Footnote: I did go out into the garden when we got back from Canonbie to try find a late flying bird, but all the possible candidates were on sit down strike and refused to fly at all.

Published by tootlepedal

Cyclist, retired teacher, curmudgeon, keen amateur photographer.

29 thoughts on “Two social cycles

  1. It’s good to hear that Sandy can get out again. He’s had quite a time by the sounds of it.
    The marsh woundwort is a pretty flower. I’ve read that it has been introduced here but I’ve never seen it.
    The vegetable garden looks great and I’m sure the fine looking compost is the reason for it.

  2. The verbascum saga is most unusual – it would be interesting to trace the its movements in a time-lapse video.

    Good to see Sandy out on a bike ride with two working feet!

    And the fbotd might be static, but the three black and whites are very striking.

  3. Sandy has chosen a good way to recover, taking things easy and stopping along the way to enjoy wild flowers and eat bilberries.

    I agree, a time lapse video of the verbascum would be interesting.
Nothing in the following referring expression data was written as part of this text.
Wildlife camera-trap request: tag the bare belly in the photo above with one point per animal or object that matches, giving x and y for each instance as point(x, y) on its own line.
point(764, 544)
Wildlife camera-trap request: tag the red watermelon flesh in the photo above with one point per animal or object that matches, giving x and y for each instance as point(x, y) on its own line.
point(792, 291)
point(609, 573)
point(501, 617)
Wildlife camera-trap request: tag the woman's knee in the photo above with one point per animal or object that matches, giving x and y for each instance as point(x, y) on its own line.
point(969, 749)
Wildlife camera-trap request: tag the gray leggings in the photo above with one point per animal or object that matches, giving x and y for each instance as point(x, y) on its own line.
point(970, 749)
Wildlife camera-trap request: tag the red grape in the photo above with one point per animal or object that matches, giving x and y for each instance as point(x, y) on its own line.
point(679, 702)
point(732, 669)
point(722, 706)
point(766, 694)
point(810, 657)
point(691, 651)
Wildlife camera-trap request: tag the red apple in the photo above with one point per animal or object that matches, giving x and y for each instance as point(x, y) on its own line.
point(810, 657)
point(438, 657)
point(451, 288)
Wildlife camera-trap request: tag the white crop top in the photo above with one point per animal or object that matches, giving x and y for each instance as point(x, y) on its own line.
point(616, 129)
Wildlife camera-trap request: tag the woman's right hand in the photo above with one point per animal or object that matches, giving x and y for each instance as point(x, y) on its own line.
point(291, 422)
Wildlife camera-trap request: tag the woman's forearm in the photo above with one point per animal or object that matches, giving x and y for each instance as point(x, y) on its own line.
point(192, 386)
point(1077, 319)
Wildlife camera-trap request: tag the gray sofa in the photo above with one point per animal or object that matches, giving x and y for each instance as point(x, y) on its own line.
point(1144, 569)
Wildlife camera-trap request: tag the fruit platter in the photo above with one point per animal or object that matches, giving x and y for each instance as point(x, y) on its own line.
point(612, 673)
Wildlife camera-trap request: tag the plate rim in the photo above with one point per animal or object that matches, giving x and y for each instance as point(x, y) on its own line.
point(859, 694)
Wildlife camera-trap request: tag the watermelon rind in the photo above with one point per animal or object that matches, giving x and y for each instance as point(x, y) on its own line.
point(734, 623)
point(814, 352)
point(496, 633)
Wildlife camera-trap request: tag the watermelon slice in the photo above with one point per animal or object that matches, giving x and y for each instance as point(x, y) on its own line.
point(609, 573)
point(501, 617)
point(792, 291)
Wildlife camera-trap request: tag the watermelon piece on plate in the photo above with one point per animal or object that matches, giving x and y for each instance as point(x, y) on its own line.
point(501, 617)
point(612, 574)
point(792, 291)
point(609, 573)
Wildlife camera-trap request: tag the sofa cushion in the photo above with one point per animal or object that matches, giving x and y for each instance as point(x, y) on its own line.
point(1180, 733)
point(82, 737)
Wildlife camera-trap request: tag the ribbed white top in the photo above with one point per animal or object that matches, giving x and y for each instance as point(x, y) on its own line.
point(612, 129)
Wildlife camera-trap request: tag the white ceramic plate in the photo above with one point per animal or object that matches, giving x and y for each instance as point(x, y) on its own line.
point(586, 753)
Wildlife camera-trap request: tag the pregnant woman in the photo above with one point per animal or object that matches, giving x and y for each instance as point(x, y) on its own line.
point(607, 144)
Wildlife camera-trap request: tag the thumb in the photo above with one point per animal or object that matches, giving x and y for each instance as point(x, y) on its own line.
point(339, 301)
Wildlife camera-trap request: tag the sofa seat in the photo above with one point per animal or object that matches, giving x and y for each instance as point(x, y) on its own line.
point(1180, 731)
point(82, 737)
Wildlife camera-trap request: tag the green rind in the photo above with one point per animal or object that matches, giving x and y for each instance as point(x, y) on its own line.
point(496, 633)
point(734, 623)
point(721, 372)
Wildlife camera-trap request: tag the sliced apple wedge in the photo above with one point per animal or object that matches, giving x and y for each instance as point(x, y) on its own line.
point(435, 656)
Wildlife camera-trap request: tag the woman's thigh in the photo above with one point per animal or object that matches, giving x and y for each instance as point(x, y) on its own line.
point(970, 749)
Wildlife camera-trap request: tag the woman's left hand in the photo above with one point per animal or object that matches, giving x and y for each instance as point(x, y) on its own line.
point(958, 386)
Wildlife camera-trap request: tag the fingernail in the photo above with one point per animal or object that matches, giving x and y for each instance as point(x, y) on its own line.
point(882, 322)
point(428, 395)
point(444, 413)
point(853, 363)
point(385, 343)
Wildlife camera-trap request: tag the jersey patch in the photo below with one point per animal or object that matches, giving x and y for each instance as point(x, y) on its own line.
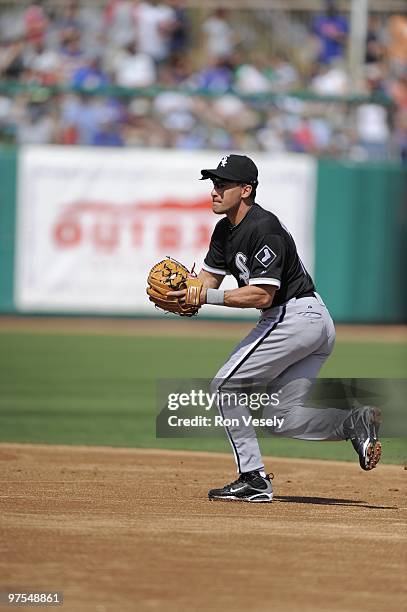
point(265, 256)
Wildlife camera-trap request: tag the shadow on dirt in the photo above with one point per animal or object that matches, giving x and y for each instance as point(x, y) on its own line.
point(328, 501)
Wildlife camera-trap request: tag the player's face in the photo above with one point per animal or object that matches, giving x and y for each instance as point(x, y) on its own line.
point(226, 196)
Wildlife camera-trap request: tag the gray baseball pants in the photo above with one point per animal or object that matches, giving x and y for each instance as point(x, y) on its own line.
point(289, 345)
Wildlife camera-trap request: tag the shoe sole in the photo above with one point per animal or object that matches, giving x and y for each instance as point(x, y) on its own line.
point(256, 499)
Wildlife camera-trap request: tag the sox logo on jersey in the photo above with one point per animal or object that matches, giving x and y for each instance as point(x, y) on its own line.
point(240, 261)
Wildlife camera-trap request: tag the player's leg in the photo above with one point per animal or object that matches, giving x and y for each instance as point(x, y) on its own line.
point(278, 341)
It now looks like a snake about to strike.

  4. Your vegetable garden is impressive. In addition, I found the pictures of your compost bins very interesting. So far, I’ve just got a Bin A. I haven’t had a chance to gain much knowledge about composting yet, this being my first try at it. Regardless, at least I have the beginnings of the process going.

      1. Being retired, time is what I do have, although most days it seems like I need double the hours. Once I have my drip irrigation system in, my time spent watering will be saved.

  5. Never heard of anything more original than a “a fly-in pancake breakfast” ๐Ÿ™‚ Wauw !!
    You have realy magical verbascums….
    The spot you picked for a break looks very nice too.

  6. The Verbascum is most impressive. It is heartening to know that Sandy can venture forth at last. The vegetable garden looks very productive indeed!

  7. Impressive compost – quantity and quality. Number Two Son tells me that it is possible to drive all day in Canada without the view changing, so I see the attraction of having a plane.

  8. How lovely to have your pal Sandy on a cycle ride with you. You spotted some fine wildflowers on the way round too. Compost looks wonderful no wonder your veg patch is doing so brilliantly.

    1. I would like to claim all the credit for the compost but other commercially available products may have been deployed by the gardener as well. She likes to dish out a little soluble plant food where necessary.